Auffällig: Selbst Regierungen, die den Klimaanstrengungen ablehnend gegenüberstanden, konnten die Energiewende nach Paris nicht mehr stoppen. So ging etwa unter Donald Trump in den USA mehr Kohlestrom vom Netz als unter George W. Bush oder Barack Obama – und das trotz seines lautstarken Einsatzes für die Kohleindustrie. Zudem wurden unter Trump die mit Abstand meisten Wind- und Solaranlagen in Betrieb genommen. Der Grund: US-Bundesstaaten wie Kalifornien, aber auch viele große Unternehmen setzten ihre Klimaschutzanstrengungen ungeachtet der Vorlieben des Präsidenten einfach fort.

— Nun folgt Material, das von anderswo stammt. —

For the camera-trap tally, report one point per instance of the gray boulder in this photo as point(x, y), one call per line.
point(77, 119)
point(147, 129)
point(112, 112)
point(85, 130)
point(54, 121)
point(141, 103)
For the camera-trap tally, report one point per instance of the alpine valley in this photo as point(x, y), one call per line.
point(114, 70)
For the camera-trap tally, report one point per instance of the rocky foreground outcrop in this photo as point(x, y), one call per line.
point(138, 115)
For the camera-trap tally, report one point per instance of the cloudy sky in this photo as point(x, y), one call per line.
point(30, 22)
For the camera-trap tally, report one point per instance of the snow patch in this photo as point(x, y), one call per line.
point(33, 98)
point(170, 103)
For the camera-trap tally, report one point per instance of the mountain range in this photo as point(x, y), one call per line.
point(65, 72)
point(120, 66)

Auch mit einer Renaissance der Atomkraft rechnet der WWF nicht: In den vergangenen 30 Jahren hätten in der EU nur drei Länder tatsächlich mit dem Bau neuer Reaktoren begonnen. Alle drei Vorhaben kämpften mit langjährigen Bauverzögerungen und astronomischen Kostensteigerungen. Selbst in den USA gebe es kaum Neubauvorhaben. Nur in China sieht es noch anders aus. Trotzdem sank der Anteil der Atomkraft an der globalen Stromversorgung von 17,5 Prozent im Jahr 1996 auf 10,1 Prozent im Jahr 2020. Daran dürften auch die kleinen modularen Reaktoren wenig ändern, über die zurzeit gerne diskutiert wird. Zum einen gibt es sie bisher nur in Computeranimationen; zum anderen würde es bis zu ihrer Marktreife mehr als 20 Jahre dauern, wie das Bundesamt für die Sicherheit in der nuklearen Entsorgung analysiert – zu spät für die Lösung der Klimakrise.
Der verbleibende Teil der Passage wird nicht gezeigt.